Brackish Water Membranes
The osmotic membrane allows water to pass through it at much higher rates than dissolved salts. Some desalination designs use electrostatically charged RO membranes to improve the separation of minerals and salts from the water. Desalination systems use multiple reverse osmosis membrane filters to increase the amount of purified product water produced per day. Each RO filter housing contains a spiral-wound semi-permeable membrane. The desalination process concentrates the mineral and salt ions around the membrane film during the desalination process. However, if the salts are concentrated beyond the allowable saturation level, solid mineral scale can form on the membrane. Anti-scalant is added as a requirement of RO process design to prevent damaging mineral scale from forming inside the RO system.
The reverse osmosis membranes used on desalination systems typically have a 99% or higher salt rejection rate with 45% or higher recovery rate. The lower recovery rate is maintained to reduce the chances of scale formation within the desalination process. More water is used to flush away scale-causing salts. RO membranes are the costliest consumable in the desalination process. Minimizing membrane damage and extending service life is a major cost-reducing goal. The trade-off between membrane replacement costs, down-time and maintenance is balanced with the lower recovery rate.
Post Treatment and Storage
At this stage the water is fresh but not biologically pure. The freshwater may be exposed to an ultra-violet disinfection system. When micro-organisms such as algae, fungi, bacteria and parasites are exposed to 254 nm UV radiation, it damages their DNA and they die. The strength of the UV unit is calculated on microwatts per second per square centimeter. In high-capacity desalination plants the water flow is divided between several UV units.

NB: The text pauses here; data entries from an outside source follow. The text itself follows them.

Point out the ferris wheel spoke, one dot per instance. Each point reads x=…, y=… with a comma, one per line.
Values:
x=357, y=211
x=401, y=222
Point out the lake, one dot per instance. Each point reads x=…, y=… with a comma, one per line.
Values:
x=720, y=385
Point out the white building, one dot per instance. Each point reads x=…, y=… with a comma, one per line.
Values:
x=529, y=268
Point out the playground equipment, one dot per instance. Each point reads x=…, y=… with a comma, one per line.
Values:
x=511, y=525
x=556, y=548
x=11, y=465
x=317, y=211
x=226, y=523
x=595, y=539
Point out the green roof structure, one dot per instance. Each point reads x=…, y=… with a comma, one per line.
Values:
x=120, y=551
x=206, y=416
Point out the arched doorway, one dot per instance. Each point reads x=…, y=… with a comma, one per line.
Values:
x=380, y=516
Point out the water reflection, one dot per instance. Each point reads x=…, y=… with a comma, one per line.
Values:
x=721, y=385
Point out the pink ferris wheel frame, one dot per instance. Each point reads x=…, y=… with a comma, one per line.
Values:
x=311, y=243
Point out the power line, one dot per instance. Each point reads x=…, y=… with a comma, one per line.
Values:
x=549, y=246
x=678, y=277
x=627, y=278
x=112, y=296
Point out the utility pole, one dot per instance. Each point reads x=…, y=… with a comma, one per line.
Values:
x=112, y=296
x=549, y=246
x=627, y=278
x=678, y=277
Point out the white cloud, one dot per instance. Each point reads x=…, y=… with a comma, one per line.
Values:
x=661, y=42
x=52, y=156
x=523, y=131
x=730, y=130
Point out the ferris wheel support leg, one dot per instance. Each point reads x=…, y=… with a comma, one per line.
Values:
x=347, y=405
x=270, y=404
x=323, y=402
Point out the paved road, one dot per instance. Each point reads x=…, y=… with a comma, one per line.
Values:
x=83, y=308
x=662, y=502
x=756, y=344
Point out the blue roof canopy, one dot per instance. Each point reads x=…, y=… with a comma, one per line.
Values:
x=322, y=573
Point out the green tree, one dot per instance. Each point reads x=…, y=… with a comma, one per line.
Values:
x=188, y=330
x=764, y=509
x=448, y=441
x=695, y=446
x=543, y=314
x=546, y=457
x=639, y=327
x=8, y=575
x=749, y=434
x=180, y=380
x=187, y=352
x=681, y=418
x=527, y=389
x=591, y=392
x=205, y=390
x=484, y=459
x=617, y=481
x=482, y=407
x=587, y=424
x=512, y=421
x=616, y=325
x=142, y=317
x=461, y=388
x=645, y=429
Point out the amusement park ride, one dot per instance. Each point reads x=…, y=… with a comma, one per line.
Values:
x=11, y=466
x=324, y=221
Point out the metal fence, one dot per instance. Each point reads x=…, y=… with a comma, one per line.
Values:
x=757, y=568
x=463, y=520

This careful calculation ensures proper disinfection of the water as it moves past the UV lamps at the proper rate. The RO water may be blended with filtered groundwater to add back pH buffering and minerals associated with good tasting tap water. The water may also be treated with a disinfectant like chlorine or chloramine before being sent to city-wide water distribution system.
Polaris UVA-24B UV Reactor
Does desalination make sense?
A reverse osmosis desalination system is justifiable anywhere there is a shortage fresh water and a good source of available brackish or seawater. While many desalination plants have been constructed in dry environments and island coastal communities. But as viable freshwater sources become more scarce, both industry and municipalities are adopting RO-based desalination.